He tenido ocasión de ver “En tierra extraña”, el extraordinario documental de Icíar Bollaín sobre la emigración juvenil española en Edimburgo y puedo asegurar que nunca antes me había sentido tan concernido y tan golpeado por una pantalla que me iba poniendo, un plano tras otro, frente a mis propias vergüenzas.
Esa contemplación del dolor, del desarraigo, del convencimiento de haber sido expulsado por su propio país, de las lágrimas de estupor ante una situación incomprensible y de la dignidad que aflora en esos rostros jóvenes que son, en realidad, los de nuestros hijos, me ha producido una enorme y, tal vez, desconocida sensación de vergüenza.
Pero no de vergüenza ajena — que esa es ya difícil quitársela en este país— sino de vergüenza propia por la parte que me pueda corresponder en semejante ignominia.
Las preguntas son evidentes. ¿Cómo hemos podido consentir que se haya llegado a la expulsión de miles de jóvenes extraordinarios, con enormes capacidades y que debían ser el sustento vital de esta España devastada por la codicia y la rapiña?
¿Qué clase de ciudadanos somos los que asistimos al desfile de las maletas y contemplamos con ojos acomodados a nuestros hijos (porque todos son nuestros hijos) desarraigarse para poder ganar su pan haciendo aquello para lo que no los educamos?

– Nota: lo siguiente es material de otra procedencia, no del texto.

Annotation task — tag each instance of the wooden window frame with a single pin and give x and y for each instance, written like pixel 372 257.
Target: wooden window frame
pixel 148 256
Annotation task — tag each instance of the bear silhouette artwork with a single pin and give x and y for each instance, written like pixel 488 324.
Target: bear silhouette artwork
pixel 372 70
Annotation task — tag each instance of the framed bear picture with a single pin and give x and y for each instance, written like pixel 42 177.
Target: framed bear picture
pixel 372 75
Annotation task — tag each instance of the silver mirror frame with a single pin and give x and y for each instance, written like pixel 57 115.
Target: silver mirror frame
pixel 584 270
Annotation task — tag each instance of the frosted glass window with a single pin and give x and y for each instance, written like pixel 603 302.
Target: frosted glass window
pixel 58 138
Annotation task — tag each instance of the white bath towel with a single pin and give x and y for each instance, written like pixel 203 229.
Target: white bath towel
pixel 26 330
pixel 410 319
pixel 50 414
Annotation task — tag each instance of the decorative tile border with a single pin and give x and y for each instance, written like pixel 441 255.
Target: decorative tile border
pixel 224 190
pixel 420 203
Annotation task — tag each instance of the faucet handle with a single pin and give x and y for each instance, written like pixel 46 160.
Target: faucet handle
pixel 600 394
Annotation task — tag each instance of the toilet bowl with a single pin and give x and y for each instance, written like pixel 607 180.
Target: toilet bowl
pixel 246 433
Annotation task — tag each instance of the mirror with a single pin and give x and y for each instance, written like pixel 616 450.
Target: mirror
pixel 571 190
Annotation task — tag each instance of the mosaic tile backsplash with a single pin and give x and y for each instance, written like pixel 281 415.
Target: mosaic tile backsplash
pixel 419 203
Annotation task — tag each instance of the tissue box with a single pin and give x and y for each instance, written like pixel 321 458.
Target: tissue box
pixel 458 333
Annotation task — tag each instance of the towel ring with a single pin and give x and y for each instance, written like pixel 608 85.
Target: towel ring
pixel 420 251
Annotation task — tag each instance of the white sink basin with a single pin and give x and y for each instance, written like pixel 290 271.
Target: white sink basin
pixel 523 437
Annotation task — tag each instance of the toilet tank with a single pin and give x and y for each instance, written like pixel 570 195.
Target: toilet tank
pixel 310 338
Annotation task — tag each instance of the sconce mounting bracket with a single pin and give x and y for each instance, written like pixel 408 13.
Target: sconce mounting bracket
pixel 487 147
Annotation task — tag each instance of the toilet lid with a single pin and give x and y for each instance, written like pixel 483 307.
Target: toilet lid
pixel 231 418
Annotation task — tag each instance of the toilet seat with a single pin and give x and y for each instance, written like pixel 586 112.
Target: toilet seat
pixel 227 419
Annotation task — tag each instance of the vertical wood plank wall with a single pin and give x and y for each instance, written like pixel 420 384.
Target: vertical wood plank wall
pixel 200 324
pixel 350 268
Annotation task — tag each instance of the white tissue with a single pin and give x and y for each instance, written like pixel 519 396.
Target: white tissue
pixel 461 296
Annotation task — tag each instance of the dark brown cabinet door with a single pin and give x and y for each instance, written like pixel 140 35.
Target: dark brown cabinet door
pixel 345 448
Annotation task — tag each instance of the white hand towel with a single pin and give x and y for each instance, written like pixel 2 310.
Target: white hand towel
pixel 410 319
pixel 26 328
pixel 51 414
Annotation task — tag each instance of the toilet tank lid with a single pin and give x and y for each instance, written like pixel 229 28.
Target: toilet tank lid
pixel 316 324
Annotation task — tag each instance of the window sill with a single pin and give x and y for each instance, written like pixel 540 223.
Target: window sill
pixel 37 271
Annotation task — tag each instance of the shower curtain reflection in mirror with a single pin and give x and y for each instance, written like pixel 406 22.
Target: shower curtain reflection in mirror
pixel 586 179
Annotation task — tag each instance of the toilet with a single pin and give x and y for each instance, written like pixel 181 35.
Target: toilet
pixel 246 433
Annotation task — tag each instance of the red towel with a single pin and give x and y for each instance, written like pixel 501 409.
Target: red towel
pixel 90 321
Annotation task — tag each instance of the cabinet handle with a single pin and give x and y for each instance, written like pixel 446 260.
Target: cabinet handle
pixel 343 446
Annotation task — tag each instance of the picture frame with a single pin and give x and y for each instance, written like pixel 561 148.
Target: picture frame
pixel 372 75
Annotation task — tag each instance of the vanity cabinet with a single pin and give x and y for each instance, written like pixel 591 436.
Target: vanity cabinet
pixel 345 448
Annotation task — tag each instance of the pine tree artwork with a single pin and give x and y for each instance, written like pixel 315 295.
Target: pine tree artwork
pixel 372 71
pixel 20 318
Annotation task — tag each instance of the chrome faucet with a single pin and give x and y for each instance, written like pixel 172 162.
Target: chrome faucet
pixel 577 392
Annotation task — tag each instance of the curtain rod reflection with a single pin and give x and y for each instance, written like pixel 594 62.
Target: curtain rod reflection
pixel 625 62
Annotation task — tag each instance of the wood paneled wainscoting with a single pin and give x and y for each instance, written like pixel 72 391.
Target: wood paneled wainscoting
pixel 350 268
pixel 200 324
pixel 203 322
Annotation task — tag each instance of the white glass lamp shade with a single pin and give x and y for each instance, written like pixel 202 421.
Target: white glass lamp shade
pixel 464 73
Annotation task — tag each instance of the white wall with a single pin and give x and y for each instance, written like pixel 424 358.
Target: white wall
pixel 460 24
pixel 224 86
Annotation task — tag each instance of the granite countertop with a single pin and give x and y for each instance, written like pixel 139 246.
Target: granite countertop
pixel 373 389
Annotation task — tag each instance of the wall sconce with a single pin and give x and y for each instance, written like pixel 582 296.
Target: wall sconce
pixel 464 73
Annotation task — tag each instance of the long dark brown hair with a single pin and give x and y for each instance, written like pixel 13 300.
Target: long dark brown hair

Está claro que la vida y la historia se mueven en círculos y que, cuando estos se completan, nos encontramos repitiendo errores y circunstancias.
Recordaba el otro día a Bob Dylan cantando en los años sesenta “Los tiempos están cambiando” y constataba que, cincuenta años después, las mismas interpelaciones que entonces hacíamos vuelven a golpear, pero ahora en nuestro rostro.
Hace más de cincuenta años, este país, gobernado por una cruel dictadura, abrió una válvula de escape a las presiones internas, expulsando al exterior a cientos de miles de personas humildes a los que aquí se les negaba la posibilidad de una vida digna.
Hoy, después de tantos decenios, gobernados por bandas de salteadores de caminos en el presunto régimen democrático que ayudamos a construir, contemplamos cómo los poderosos, una vez más, abren una válvula para intentar controlar la presión interna y poder ofrecer unos números que creen que les ayudarán a perpetuarse.
Porque, no nos equivoquemos, el mecanismo es idéntico. Se trata de una exportación de excedentes que, como no podía ser de otra manera, se centra en lo que ellos consideran subproductos.
A este respecto, sería interesante un análisis sociológico del origen de estos emigrantes bien formados para intentar comprobar que, con toda seguridad, se trata, en su gran mayoría, de los hijos de todas esas personas humildes o de clase media que se dejaron la vida para conseguir que los suyos tuvieran una formación que les permitiera acceder a modos de vida mejores que los de sus padres. Esos son los que se adivinan en los rostros que se asoman a la pantalla en el documental de Icíar Bollaín.
Los hijos de la élite van al extranjero a completar su formación, a conocer países y culturas o, simplemente, de compras, pero no lloran el desarraigo y la ausencia como éstos. Quizás tampoco tengan la misma dignidad.
Por todo eso, tenemos que repetirnos la pregunta: ¿cómo es posible que hayamos consentido que un sistema del que en algunos momentos nos sentimos orgullosos, haya llegado a echar de sus casas a media generación de españoles? ¿Cómo es posible que estemos asistiendo a esta locura de empobrecimiento vital de un país que sólo sirve para regodeo de un montón de estafadores? ¿Cómo puede ser que no se nos caiga la cara de vergüenza?
Ante eso, yo me avergüenzo y pido perdón por la parte del drama que, seguro, me corresponde.
Y afirmo que ojalá tuviera yo la mitad de dignidad que asoma a los rostros y a las lágrimas de esos jóvenes extraordinarios que, a pesar de todo y de todos, tratan de ser visibles y se niegan a reconocer que son una generación perdida. Ni perdidos ni callados. Así se reivindican. Ojalá todos en este miserable país pudiéramos decir lo mismo.